Each means one of two things or one of any number exceeding two. Every is used while speaking of some number exceeding two e.g.


  • Each of them had a gun in his hand.


  • Each of you can go to the market.


  • Every man expects loyalty from its people.



Either has two meanings:


1) One out of two


2) Each of two (both)



Neither is the negative of either and means neither the one nor the other e.g.


  • You can leave by either door. (By one door or the other)


  • Trees grew on either side of the road. (Both sides)
  • He looked at neither side of the road. (Neither this side nor the other.)


  • Much, Many: Much stands for quantity and many denotes number g.


  • Was there much milk left in the pot?


  • Were there many people watching the movie?

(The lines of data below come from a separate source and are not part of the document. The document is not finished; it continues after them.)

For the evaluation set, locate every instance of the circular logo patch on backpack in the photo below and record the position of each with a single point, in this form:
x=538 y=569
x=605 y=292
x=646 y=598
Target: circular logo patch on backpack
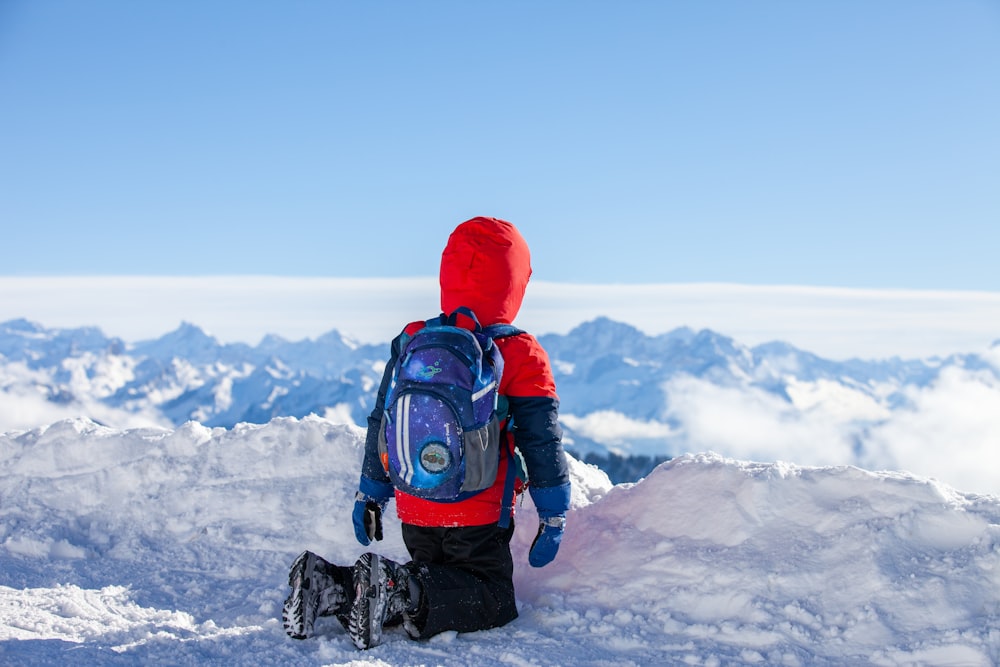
x=435 y=457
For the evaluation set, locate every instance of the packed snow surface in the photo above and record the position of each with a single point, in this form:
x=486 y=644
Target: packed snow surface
x=152 y=546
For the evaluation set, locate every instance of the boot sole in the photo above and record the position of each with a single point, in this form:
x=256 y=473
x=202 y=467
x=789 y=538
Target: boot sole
x=293 y=613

  • We haven’t got many books.


  • She doesn’t have much more.


Note: The expressions which may be used instead of many, are a great deal (of), a good deal (of), a large quantity (of), plenty of, a lot (of) while the expressions used instead of much are

A great deal (of), a good deal (of), a large quantity (of), plenty of, a lot (of)



  • Little, A Little, The Little


Little means hardly any or not much. It has a negative meaning e.g.


  • There was little money in the house.


  • There was little that she could do to help the patient.


A little means some at least. It has an affirmative meaning e.g.


  • A little knowledge is a dangerous thing.


  • There is a little milk left in the pot.



The little means all. It can be used both positively and negatively e.g.


  • He wasted the little strength he had in being angry.


It means …….. .


  1. The strength he had was not much. (negative)


  1. He wasted all his strength. (positive)


  • Few, A Few, The Few


Few means not many and has a negative meaning e.g.


  • He has few books in his study room.


A few means some at least. It has a positive meaning e.g.


  • He has few books left in the library.


The few means all. It can be used both positively and negatively e.g.


  • He lost the few friends he had.


(It means, he lost all the friends he had (positive).The friends he had were not many (negative).


  • Less, Fewer


Less is used with reference to quantity and fewer with reference to number e.g.


  • The huge pumpkin weighed no less than ten pounds.


  • I cannot buy less than ten kilograms of rice.


  • No fewer than two thousand people joined the strike.


  • No fewer than ten civilians were hurt in the firing.